The positions of the first and sixth digits in the number 5109238674 are interchanged, the positions of the second and seventh digits are interchanged, the positions of the third and eighth digits are interchanged, and so on. After this rearrangement, which digit will be the third digit from the right end of the new number?

Introduction / Context:
This question involves a specific pattern of interchanging digits in a long number and then identifying the digit at a particular position after the rearrangement. It tests attention to detail and the ability to follow a structured swap of positions correctly across the entire number.

Given Data / Assumptions:

• Original number: 5109238674.
• Digits are numbered from left to right as positions 1 to 10.
• Position 1 is swapped with position 6, position 2 with position 7, position 3 with position 8, position 4 with position 9, and position 5 with position 10.
• We must determine the third digit from the right end after all these swaps are done.

Concept / Approach:
The procedure is to write the positions and digits clearly, perform each indicated swap exactly once, and then read off the resulting number. Once the new number is known, counting from the right to find the third digit is straightforward. Careful bookkeeping of each interchange is important to avoid confusion or double swapping the same pair.

Step-by-Step Solution:
Step 1: Write the digits with their positions from left to right: 1:5, 2:1, 3:0, 4:9, 5:2, 6:3, 7:8, 8:6, 9:7, 10:4. Step 2: Swap positions 1 and 6: digits 5 and 3 are interchanged. Now positions are 1:3, 2:1, 3:0, 4:9, 5:2, 6:5, 7:8, 8:6, 9:7, 10:4. Step 3: Swap positions 2 and 7: digits 1 and 8 are interchanged. New positions: 1:3, 2:8, 3:0, 4:9, 5:2, 6:5, 7:1, 8:6, 9:7, 10:4. Step 4: Swap positions 3 and 8: digits 0 and 6 are interchanged. New positions: 1:3, 2:8, 3:6, 4:9, 5:2, 6:5, 7:1, 8:0, 9:7, 10:4. Step 5: Swap positions 4 and 9: digits 9 and 7 are interchanged. New positions: 1:3, 2:8, 3:6, 4:7, 5:2, 6:5, 7:1, 8:0, 9:9, 10:4. Step 6: Swap positions 5 and 10: digits 2 and 4 are interchanged. Final arrangement: 1:4, 2:8, 3:6, 4:7, 5:4, 6:5, 7:1, 8:0, 9:9, 10:2. Step 7: The new number is 4867451092. Step 8: Count from the right: from rightmost, 1st digit is 2, 2nd digit is 9, 3rd digit is 0. Step 9: Therefore, the third digit from the right end is 0.
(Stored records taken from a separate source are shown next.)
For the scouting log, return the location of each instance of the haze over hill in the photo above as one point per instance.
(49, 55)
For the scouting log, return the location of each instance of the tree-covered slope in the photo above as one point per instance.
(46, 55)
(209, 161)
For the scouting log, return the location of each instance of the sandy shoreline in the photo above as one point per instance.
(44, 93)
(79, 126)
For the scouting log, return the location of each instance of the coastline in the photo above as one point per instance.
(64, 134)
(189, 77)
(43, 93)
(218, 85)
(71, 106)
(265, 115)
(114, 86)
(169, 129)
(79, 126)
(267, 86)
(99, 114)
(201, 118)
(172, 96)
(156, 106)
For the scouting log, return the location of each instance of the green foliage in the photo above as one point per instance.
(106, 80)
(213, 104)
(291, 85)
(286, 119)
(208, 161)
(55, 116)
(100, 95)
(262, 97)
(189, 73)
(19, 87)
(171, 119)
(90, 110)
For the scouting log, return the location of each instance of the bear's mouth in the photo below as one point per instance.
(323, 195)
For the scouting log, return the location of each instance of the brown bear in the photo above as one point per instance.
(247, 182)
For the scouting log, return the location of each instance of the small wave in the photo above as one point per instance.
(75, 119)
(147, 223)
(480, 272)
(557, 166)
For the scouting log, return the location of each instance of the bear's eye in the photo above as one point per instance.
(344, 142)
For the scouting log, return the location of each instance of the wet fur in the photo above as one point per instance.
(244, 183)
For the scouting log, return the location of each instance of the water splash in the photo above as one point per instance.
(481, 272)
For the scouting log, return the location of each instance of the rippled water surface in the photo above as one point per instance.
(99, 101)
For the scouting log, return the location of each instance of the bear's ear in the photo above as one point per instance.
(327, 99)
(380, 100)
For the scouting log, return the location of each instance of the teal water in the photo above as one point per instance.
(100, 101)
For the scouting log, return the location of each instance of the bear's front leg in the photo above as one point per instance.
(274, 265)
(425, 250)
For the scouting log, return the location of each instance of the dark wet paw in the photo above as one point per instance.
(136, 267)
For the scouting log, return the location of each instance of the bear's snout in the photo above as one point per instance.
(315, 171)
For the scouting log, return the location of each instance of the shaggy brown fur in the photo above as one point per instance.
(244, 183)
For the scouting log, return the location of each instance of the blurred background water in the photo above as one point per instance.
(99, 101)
Verification / Alternative check:
You can verify by writing the final number again and labeling the positions from the right. From the right, positions are 1:2, 2:9, 3:0, 4:1, 5:5, 6:4, 7:7, 8:6, 9:8, 10:4. The third position from the right is indeed 0, confirming that no swap was misapplied.
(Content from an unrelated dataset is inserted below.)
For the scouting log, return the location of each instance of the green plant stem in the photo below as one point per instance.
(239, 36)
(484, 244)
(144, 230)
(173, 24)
Why Other Options Are Wrong:
9 and 6 appear close to the right end but are the second and fourth digits from the right, not the third. 3 does not appear near the relevant position in the final arrangement.

Common Pitfalls:
Mistakes usually occur when a pair is swapped twice or when positions are misnumbered. Another error is to forget that the question asks for the third digit from the right, not from the left. Drawing a simple positional table and carefully marking each swap helps avoid these common errors.

Final Answer:
The third digit from the right end after the rearrangement is 0.